The ad industry and key unions will meet Saturday to talk about jointly studying a new model for paying actors who appear in commercials on a burgeoning number of platforms.
Current contracts expire Oct. 29, 2006, and the unions and advertisers want to make sure the new contracts cover not only TV and radio, but the multiple new platforms.
Saying the current payment structure reflects the past 60 years, the unions--the Screen Actors Guild , the American Federation of Television and Radio Artists, and the Joint Policy Committee on Broadcast Talent Union Relations for the Association of National Advertisers/American Association of Advertising Agencies--point out that "with the opportunities presented by digital technology to reach consumers in new ways, both parties have recognized that a study analyzing adaptability of this technology to those structures would be particularly useful at this time."
That Oct. 29 date could be moved back if the independent study takes longer than that to complete.
The Joint Policy Committee, which will meet with the unions Saturday, has already been looking into getting outside help.
Last month, the committee put out a request for qualifications (RFQ) for an independent consultant who can "develop alternate methods to compensate actors for their participation in commercials that appear on television and radio as well as in the growing array of new media."
But while unions may be looking for more given the proliferating platforms, agencies want to point out how small some of those platforms are.

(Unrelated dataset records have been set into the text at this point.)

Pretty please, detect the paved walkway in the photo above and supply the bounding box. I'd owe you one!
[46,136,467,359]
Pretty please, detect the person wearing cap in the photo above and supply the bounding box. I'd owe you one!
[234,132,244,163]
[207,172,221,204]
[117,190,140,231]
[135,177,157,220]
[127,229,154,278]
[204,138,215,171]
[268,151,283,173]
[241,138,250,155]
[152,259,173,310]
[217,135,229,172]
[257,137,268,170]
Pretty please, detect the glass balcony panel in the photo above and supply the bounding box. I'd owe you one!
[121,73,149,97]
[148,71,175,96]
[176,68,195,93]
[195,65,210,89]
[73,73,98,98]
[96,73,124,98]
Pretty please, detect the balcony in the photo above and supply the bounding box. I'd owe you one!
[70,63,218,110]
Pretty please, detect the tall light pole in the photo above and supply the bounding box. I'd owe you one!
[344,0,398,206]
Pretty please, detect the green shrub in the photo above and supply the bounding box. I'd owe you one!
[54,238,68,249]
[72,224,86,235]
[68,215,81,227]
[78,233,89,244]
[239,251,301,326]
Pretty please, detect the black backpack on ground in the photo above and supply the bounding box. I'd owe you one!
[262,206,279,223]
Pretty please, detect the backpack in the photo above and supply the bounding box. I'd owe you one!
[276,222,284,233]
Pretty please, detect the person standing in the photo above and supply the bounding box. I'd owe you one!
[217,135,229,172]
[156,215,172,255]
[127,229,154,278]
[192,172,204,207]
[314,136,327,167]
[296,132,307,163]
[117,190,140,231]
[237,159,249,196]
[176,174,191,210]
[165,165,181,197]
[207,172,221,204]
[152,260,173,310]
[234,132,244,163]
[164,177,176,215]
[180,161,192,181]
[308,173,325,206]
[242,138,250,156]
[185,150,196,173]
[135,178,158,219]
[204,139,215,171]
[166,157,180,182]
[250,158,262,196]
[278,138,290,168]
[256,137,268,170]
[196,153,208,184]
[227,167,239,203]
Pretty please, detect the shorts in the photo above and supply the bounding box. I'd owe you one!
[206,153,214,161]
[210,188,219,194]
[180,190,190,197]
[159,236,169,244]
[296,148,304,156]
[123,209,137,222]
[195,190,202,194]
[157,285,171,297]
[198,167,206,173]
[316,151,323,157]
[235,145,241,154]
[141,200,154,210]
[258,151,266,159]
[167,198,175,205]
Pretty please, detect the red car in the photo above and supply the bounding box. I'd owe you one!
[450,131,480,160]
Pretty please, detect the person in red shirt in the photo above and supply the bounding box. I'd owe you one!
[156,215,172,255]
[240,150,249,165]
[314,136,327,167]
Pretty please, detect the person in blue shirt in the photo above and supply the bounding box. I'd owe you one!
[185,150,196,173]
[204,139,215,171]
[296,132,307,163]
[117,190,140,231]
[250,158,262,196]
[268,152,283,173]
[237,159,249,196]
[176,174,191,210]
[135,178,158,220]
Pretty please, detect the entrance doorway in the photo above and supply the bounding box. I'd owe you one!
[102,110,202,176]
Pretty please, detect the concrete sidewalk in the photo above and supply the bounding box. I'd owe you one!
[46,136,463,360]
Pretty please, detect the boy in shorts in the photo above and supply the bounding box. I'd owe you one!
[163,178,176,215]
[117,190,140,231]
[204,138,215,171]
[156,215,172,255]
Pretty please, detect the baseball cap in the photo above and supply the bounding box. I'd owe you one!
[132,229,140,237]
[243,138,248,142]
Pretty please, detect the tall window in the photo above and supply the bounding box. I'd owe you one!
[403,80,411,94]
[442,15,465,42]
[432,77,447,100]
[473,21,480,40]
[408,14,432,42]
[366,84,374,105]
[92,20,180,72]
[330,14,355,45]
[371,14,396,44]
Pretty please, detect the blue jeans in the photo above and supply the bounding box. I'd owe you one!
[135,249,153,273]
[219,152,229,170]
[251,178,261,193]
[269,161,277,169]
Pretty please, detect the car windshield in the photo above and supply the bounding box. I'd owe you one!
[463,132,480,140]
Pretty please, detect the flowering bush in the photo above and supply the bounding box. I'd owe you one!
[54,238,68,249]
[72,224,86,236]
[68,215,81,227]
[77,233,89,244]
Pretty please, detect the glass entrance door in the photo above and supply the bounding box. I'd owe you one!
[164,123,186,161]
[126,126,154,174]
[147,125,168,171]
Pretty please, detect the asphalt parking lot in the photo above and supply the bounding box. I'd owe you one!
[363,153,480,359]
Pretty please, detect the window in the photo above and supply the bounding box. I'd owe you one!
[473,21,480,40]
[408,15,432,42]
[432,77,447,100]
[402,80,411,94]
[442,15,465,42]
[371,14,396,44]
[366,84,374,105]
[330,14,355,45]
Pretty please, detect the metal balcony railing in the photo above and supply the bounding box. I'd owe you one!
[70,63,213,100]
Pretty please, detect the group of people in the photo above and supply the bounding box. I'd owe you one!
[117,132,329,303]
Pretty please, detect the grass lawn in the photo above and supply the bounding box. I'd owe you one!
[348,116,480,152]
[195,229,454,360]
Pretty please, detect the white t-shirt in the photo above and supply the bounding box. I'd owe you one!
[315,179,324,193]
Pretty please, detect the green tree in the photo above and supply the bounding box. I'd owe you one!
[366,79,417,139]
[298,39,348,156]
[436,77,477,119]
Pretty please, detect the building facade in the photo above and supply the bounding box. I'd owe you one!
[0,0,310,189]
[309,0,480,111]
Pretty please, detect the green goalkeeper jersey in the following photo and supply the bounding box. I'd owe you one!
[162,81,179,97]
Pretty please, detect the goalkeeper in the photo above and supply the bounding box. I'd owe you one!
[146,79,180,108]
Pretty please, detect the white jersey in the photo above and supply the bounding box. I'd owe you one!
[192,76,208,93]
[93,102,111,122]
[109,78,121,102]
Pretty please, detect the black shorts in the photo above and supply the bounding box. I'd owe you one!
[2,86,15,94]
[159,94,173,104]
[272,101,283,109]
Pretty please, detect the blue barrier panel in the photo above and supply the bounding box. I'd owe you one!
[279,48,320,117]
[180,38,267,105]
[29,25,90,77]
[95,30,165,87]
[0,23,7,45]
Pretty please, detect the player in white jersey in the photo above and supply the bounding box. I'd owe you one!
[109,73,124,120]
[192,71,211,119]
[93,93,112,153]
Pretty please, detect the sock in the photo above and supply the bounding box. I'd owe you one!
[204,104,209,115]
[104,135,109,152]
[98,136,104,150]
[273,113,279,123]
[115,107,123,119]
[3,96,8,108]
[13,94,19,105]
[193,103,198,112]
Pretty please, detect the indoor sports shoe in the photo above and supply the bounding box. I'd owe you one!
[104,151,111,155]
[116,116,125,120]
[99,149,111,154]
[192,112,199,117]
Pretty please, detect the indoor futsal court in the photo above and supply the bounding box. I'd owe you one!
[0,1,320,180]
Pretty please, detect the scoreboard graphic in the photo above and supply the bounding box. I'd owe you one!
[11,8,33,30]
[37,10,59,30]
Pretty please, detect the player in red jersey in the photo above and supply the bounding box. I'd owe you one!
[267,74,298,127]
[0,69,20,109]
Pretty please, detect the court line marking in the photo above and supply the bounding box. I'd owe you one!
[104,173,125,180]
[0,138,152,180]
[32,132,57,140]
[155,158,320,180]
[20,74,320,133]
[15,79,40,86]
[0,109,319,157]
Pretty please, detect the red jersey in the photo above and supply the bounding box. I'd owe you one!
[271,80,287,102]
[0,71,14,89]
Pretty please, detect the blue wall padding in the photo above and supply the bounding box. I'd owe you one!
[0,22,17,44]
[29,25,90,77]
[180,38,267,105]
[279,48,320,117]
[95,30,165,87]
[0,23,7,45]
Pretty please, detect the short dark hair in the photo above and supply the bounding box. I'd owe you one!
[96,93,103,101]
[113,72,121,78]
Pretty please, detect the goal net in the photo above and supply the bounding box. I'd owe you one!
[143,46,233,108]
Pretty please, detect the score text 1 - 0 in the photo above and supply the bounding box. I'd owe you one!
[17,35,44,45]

New-media appearances, say advertisers, have been added on to compensation packages without taking into account the increasingly targeted nature of the business.
"The payment structures in the current collective bargaining agreements with SAG/AFTRA were originally developed to meet the needs and problems of the early 1950s," said lead JPC negotiator Douglas J. Wood said March 15 in announcing the RFQ. "As different means of broadcasting were developed, new payment streams were added on to the contract, creating enormous administrative complexity, distortions in the allocation of compensation, and the potential for out-of-control costs."
His example of a distortion was "talent payments for broadcasts that reach very small audiences can today exceed the actual cost of the media."
Wood said that the new model must take into account cellphones and iPods, suggesting the targeted nature of some of the new delivery systems needs to be factored in.